On April 2017, statistics from the banking industry showed that BVN had knocked off six million account holders from the banking system. The data showed that only 29 million individual account holders were captured by BVN.
Besides, out of the 84.5 million accounts in all the DMBs in Nigeria at the close of business in December 31, 2016, only 46 million were captured in April 2017 by BVN. In other words, BVN knocked off close to 38 million accounts from the system. Some six million account holders could not lay claims to 38 million accounts in the banking system. The money trapped in the 38 million accounts was in the range of N2 trillion. BVN has kept the N2 trillion out of the reach of their owners though banks are still trading on them surreptitiously. From all indications, Emefiele’s claim of 50 per cent financial inclusion is questionable.
Even more questionable is the target of reaching 80 per cent financial inclusion by the magic year 2020. That is the year Nigeria hopes to join the exclusive club of the 20 largest economies in the world. With 2020 just a scant three years away, it looks increasingly elusive for Africa’s largest economy to hit that target.
Now the CBN governor has set yet another seemingly elusive target. The infrastructure on ground is appallingly inadequate to sustain the drive to attain the target. Emefiele’s worry about the country’s low financial inclusion is understandable. At the moment, there is more money under people’s pillows and other unholy vaults than there is in the banking system. That simply makes liquidity management a Herculean task. When the CBN mops up liquidity in the banking system with the hope of curtailing inflation, it ends up hiking the cost of funds in the system while the excess funds outside the banking system joins the hike in the cost of funds to escalate inflation.
Besides, there is a direct relationship between poverty and financial exclusion. Most of Nigeria’s 110 million people toiling below poverty line have no access to banking services. They cannot raise micro-credits as low as N5, 000 to start the business of selling recharge cards. That handicap keeps them perpetually in poverty.
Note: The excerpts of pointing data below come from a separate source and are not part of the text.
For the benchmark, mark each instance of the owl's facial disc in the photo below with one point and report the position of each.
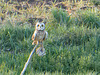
(40, 26)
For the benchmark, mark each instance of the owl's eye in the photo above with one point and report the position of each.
(42, 25)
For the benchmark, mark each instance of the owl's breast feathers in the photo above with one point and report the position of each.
(39, 35)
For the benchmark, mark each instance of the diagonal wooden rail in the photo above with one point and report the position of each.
(26, 64)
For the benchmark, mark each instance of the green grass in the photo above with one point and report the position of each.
(72, 48)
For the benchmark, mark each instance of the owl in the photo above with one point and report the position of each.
(39, 36)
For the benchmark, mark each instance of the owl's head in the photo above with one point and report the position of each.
(40, 26)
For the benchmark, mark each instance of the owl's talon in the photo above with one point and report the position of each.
(40, 51)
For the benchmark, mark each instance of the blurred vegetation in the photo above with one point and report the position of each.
(73, 45)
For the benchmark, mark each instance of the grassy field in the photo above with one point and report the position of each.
(72, 47)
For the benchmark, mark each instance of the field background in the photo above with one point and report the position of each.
(73, 44)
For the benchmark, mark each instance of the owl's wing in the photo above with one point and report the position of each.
(46, 35)
(34, 36)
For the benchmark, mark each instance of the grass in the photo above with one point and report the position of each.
(72, 48)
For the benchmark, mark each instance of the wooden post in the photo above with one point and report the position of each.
(26, 64)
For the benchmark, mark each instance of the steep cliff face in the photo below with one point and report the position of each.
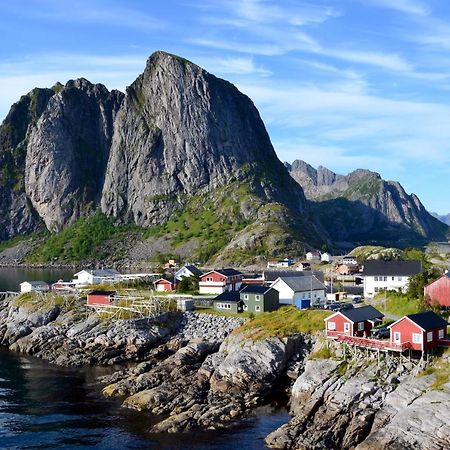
(181, 130)
(17, 214)
(361, 207)
(179, 140)
(68, 150)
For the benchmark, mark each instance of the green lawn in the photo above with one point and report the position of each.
(285, 321)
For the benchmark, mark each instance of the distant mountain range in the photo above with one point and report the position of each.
(183, 161)
(445, 219)
(363, 208)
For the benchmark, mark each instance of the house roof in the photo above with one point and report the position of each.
(374, 267)
(101, 272)
(162, 280)
(36, 283)
(225, 272)
(303, 283)
(193, 269)
(361, 314)
(426, 320)
(102, 293)
(255, 289)
(228, 296)
(272, 275)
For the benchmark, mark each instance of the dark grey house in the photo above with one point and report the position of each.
(229, 301)
(259, 298)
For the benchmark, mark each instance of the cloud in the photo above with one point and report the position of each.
(413, 7)
(234, 66)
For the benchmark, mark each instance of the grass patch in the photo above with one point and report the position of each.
(284, 322)
(78, 241)
(323, 353)
(397, 304)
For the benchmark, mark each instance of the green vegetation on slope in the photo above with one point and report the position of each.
(78, 241)
(285, 321)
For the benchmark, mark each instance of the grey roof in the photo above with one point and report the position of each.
(428, 320)
(272, 275)
(255, 289)
(197, 272)
(375, 267)
(227, 272)
(303, 283)
(37, 283)
(228, 296)
(103, 272)
(362, 314)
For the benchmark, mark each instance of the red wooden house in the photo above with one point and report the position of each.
(353, 322)
(100, 297)
(163, 285)
(423, 330)
(439, 290)
(218, 281)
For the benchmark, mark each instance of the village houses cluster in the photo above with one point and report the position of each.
(300, 284)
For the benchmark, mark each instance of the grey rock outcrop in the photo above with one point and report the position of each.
(361, 207)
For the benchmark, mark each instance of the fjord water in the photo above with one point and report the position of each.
(43, 406)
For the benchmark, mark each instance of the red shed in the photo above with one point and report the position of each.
(439, 290)
(163, 285)
(100, 297)
(423, 330)
(353, 322)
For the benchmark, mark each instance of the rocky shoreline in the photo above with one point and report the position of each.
(200, 371)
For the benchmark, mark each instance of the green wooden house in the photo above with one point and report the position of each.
(259, 298)
(229, 301)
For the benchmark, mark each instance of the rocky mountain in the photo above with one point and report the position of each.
(361, 207)
(178, 140)
(445, 219)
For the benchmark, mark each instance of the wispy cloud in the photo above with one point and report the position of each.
(233, 66)
(414, 7)
(99, 12)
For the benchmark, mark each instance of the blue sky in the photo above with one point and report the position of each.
(345, 84)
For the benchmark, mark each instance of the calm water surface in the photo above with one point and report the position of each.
(43, 406)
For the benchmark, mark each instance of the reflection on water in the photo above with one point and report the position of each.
(48, 407)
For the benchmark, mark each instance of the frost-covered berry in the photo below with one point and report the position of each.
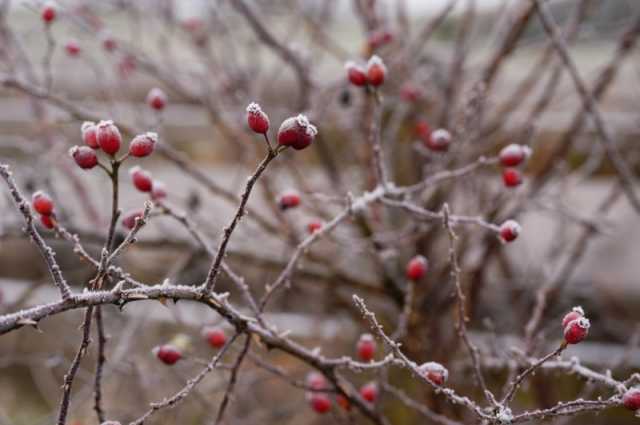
(511, 177)
(143, 144)
(84, 156)
(575, 313)
(296, 132)
(129, 219)
(366, 347)
(141, 179)
(356, 74)
(509, 230)
(631, 399)
(369, 392)
(417, 267)
(288, 199)
(215, 337)
(42, 203)
(439, 140)
(48, 12)
(108, 136)
(320, 402)
(89, 134)
(156, 99)
(434, 372)
(576, 330)
(513, 155)
(376, 71)
(167, 354)
(256, 118)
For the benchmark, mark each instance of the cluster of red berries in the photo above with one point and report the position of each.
(371, 75)
(512, 156)
(296, 132)
(43, 204)
(435, 140)
(169, 354)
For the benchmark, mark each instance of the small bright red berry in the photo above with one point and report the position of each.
(376, 71)
(84, 156)
(513, 155)
(439, 140)
(575, 313)
(141, 179)
(576, 330)
(366, 347)
(89, 134)
(143, 144)
(434, 372)
(509, 230)
(167, 354)
(156, 99)
(129, 219)
(215, 337)
(356, 74)
(256, 118)
(42, 203)
(72, 48)
(289, 199)
(296, 132)
(108, 136)
(511, 177)
(631, 399)
(320, 402)
(417, 267)
(49, 12)
(369, 392)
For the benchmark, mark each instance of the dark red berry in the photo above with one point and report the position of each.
(296, 132)
(108, 136)
(84, 156)
(42, 203)
(143, 144)
(258, 121)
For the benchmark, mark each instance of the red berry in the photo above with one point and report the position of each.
(417, 267)
(631, 399)
(366, 347)
(108, 137)
(575, 313)
(576, 330)
(513, 155)
(439, 140)
(258, 121)
(296, 132)
(167, 354)
(42, 203)
(89, 134)
(511, 177)
(129, 219)
(158, 190)
(84, 156)
(376, 71)
(47, 221)
(72, 48)
(156, 99)
(509, 230)
(434, 372)
(143, 144)
(320, 402)
(369, 392)
(215, 337)
(141, 179)
(356, 74)
(49, 12)
(289, 199)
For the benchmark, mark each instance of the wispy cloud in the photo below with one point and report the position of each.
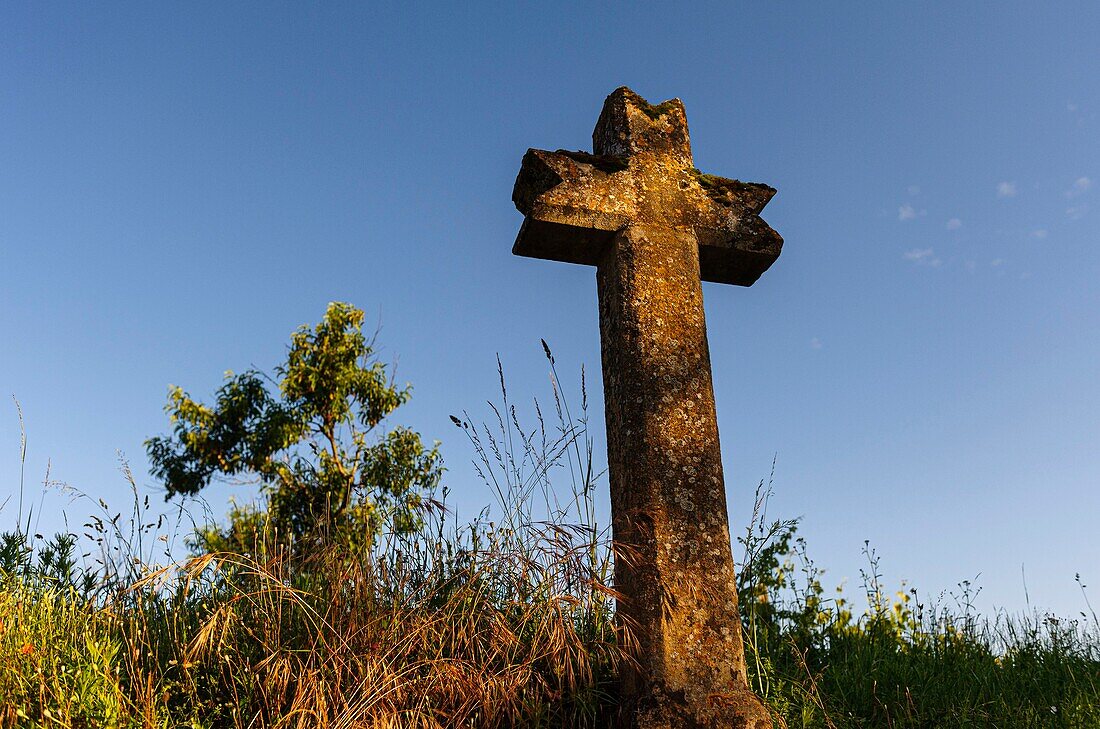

The fight against poverty therefore begins with aggressive pursuit of financial inclusion. Unfortunately, Emefiele’s ambitious target is not the solution. Right now banking services in Nigeria is practically restricted to the urban areas. Ibiono-Ibom local government area in Akwa Ibom State is a classic example.
There is electricity in at least 90 per cent of the local government area. There is GSM telephone networks in all the villages in the local government. Ironically, there is not even a banking cash office in the whole LGA. The nearest bank branch to the headquarters of the LGA is some 30 kilometers away in Uyo. There are hundreds of LGAs in Nigeria that are deprived of banking services like Ibiono Ibom.
Emefiele’s ambitious 80 per cent financial inclusion target for 2020 must therefore start with an aggressive campaign for rural banking. There are stacks of naira notes stashed away in homes in rural Nigeria. The CBN should compel banks to open at least a cash office in each of the 774 local government headquarters.
The situation is so bad that the banks have developed queasiness for rural Nigeria. Ishiet Market on the outskirts of Uyo is a booming fish market located in a village by the seashore. Fishermen from fishing ports sell dried fish and crayfish in the market. A conservative estimate of daily transactions in the market is N10 million. Ironically, there is not even a bank cash office in the market.
Besides, the CBN ambitious financial inclusion target must address the sensitive issue of deposit rates. Banks must be compelled to pay deposit rates that would encourage people to drop their money with them. Current deposit rates for the lower end of the market borders on deprivation.